How I picked this film from among the tens of thousands of DVDs on the movie rental service Netflix remains a mystery even to me.
Life’s impenetrable enigmas seem to expand in the autumn of my life!
Monsieur Ibrahim is a beautifully crafted work showcasing an old Muslim grocer’s affection for his young Jewish customer in a middle-class Paris neighborhood in the 1960s.
In my not-so-humble opinion, the best movies are those with a simple theme set in an everyday setting.
The famous Omar Sharif and the nobody Pierre Boulanger play the two main characters of the eponymous grocer and young boy respectively.
Monsieur Ibrahim is an “Arab” grocer whose store is across the street from teenager Moїse ‘Momo’ Schmidt’s apartment.
Momo lives with his father, an aloof man with a fondness for reading and music.
We know Momo’s mother has long left the household but don’t know the details except that she took Momo’s elder brother with her.
Is the mother’s departure the reason for the father’s detached nature?
Who can fathom the many mysteries of human behavior!
Momo displays the typical White trash behavior toward immigrants by stealing from the grocer.
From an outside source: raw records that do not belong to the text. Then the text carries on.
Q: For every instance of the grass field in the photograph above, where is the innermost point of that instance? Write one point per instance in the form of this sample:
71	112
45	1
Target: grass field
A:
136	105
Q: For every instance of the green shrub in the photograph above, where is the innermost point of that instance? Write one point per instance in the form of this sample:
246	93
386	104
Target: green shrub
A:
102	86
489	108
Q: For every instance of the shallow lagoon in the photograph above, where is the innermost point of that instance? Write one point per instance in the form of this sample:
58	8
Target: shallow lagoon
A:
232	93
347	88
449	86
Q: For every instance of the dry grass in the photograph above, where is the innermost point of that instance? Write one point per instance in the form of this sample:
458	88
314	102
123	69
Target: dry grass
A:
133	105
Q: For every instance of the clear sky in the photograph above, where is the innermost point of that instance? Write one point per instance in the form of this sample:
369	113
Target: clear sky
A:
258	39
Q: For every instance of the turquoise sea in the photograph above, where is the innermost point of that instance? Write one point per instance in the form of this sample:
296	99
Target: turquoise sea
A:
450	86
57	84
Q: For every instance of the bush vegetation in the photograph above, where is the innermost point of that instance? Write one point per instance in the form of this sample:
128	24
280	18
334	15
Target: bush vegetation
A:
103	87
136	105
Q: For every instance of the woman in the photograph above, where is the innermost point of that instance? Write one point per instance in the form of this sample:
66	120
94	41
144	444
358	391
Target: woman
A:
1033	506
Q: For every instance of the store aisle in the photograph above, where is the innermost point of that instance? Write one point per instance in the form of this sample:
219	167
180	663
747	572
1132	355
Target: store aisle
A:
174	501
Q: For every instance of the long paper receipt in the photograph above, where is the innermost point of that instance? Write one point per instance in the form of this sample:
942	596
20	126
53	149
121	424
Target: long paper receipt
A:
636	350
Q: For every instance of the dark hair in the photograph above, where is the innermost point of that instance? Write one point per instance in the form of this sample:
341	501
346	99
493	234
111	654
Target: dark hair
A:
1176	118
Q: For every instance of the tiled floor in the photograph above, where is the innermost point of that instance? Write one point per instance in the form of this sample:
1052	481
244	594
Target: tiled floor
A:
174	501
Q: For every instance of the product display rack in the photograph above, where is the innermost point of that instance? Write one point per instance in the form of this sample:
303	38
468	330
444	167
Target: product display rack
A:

Then there are the hookers lining up the street outside the store.
And a motley crew these prostitutes are.
Black, White, big tits, small tits, stout, thin, ugly, pretty, warm, indifferent.
Young Momo breaks his piggy bank to feel the warmth of the hooker’s embrace.
Who can blame a love-deprived young boy for longing for warmth.
Be it Omar Sharif, the hookers or Pierre Boulanger, the acting is, oh, so beautiful.
Omar Sharif adds ballast to the term ‘brilliant’ through his performance as the warm, compassionate grocer with his love for young Momo, an affection that transcends the religious barrier dividing Muslims and Jews.
Is this my first Omar Sharif film?
I can’t say for sure.
Monsieur Ibrahim is an atypical film in some respects.
For instance, Momo’s life takes a turn for the better only through a family tragedy.
Monsieur Ibrahim purchases a flashy red car and with his new adopted son Momo embarks on a long drive to Turkey.
Now what is life but misery punctuated by brief dashes of happiness.
And so the movie ends on a sad note.
I found the ending a bit abrupt and more than a bit contrived.
Still, the pluses of the film far outweigh the minuses.
Monsieur Ibrahim is one of those rare films where you don’t feel you’re watching a film.
Au contraire, it seems like you’re a voyeur to events happening near you.
If you’re one of those rare Indians with a fondness for good movies, Monsieur Ibrahim is available on Netflix DVD.